Так в январе 1959 года занялся рассвет первой социальной революции во всей Карибской зоне, самой глубокой из всех американских революций.
Напротив, с нашей точки зрения нет ничего исключительного в том, что буржуазия, или по крайней мере её значительная часть, благосклонно отнеслась к революционной борьбе против тирании, поддерживая одновременно и движения, целью которых было заменить правительство Батисты людьми, стремившимися сдерживать развитие Революции.
Принимая во внимание те условия, в которых развивалась революционная война, и разнородность политических тенденций, противостоящих тирании, мы не считаем чем-то исключительным и тот факт, что даже некоторые латифундисты заняли нейтральную или по крайней мере не воинствующе враждебную по отношению к повстанческим силам позицию.
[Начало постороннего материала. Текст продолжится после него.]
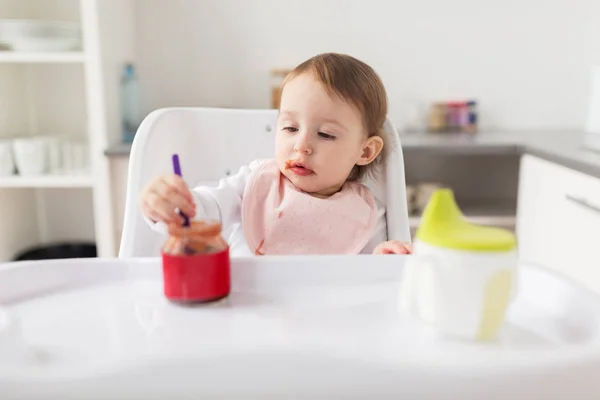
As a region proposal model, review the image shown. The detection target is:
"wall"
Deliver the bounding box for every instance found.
[134,0,600,129]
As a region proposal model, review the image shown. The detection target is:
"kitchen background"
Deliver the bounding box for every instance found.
[0,0,600,290]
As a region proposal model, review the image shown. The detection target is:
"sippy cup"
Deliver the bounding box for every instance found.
[398,189,517,340]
Вполне естественно, что национальная буржуазия, уставшая бояться империализма и тирании, чьи войска грабили мелкого собственника и возвели подкуп и вымогательство в закон жизни, наблюдала с определённой симпатией за молодыми повстанцами, карающими в своих горах наёмную армию – вооружённую «руку» империализма.
Так, не революционные силы фактически облегчали становление революционной власти.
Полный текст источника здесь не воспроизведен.